“She sounds like a wise woman.”
“She was.” His throat worked as he swallowed, and her heart clenched at the grief that flickered across his features. “She died when I was fifteen. A fever that took half the village that winter. But before she... before she left us, she made me promise I would never lose my love for creating beauty, whether with sword or spice.”
“And you’ve spent the last six months breaking that promise.”
He flinched as if she’d struck him. “I have spent the last six months trying to survive.”
“Surviving isn’t living,” she said gently, reaching out to touch his arm. “And your mother didn’t ask you to survive. She asked you to keep creating beauty.”
The silence that followed was broken only by the gentle bubble of the sauce and the distant sound of wind through ancient stones. Tristan stared down at her hand where it rested on his forearm, his jaw working as if he were fighting some internal battle.
“The sauce,” he said finally. “It needs cream.”
“Cream?”
“Sweet cream, to finish it. To bind the flavors and give it richness.” He looked up at her, and she saw something fragile and precious in his eyes—hope, tentative and terrified, but undeniably there. “There’s some in the larder. Fresh from this morning’s milking.”
Rachel felt her lips curve in a smile that seemed to start somewhere deep in her chest. “Then let’s get some cream.”

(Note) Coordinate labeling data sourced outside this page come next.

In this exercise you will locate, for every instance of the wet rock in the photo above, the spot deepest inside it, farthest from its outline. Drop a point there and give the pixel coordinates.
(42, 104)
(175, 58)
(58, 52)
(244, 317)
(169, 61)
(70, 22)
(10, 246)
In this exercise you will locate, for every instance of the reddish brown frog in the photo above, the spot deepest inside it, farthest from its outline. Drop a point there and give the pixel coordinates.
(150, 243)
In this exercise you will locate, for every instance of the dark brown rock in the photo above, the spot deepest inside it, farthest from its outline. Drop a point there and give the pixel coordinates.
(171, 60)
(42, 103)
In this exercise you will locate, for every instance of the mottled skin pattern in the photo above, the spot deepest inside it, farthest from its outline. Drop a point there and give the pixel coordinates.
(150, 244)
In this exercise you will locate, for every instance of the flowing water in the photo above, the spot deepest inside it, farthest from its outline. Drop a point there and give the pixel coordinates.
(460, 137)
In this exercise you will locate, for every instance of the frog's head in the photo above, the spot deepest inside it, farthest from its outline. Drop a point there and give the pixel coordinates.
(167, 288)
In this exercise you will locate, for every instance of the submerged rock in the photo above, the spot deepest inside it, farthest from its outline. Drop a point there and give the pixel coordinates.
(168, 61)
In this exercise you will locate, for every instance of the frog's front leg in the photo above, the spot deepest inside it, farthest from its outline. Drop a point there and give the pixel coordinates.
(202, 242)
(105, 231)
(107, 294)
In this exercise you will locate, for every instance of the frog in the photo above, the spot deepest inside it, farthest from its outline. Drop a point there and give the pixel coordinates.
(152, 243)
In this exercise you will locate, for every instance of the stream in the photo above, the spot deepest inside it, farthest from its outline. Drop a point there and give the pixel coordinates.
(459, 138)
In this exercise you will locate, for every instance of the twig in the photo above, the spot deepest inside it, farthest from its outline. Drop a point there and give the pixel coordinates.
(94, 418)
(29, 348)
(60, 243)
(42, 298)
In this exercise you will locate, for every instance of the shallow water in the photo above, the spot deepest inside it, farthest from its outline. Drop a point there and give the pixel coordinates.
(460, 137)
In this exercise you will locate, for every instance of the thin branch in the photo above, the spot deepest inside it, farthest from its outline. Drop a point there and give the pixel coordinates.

She watched him move through the kitchen with the fluid grace of someone who belonged there, his hands sure and confident as he retrieved a small crock from the cool larder. This was Tristan in his element, she realized—not the brooding, bitter lord of a crumbling castle, but the passionate cook who understood that food could be transformed into something transcendent.
“Slowly,” he murmured, adding the cream in a thin stream while stirring constantly. “Too quickly, and it will separate. Too slowly, and the sauce will lose its heat.”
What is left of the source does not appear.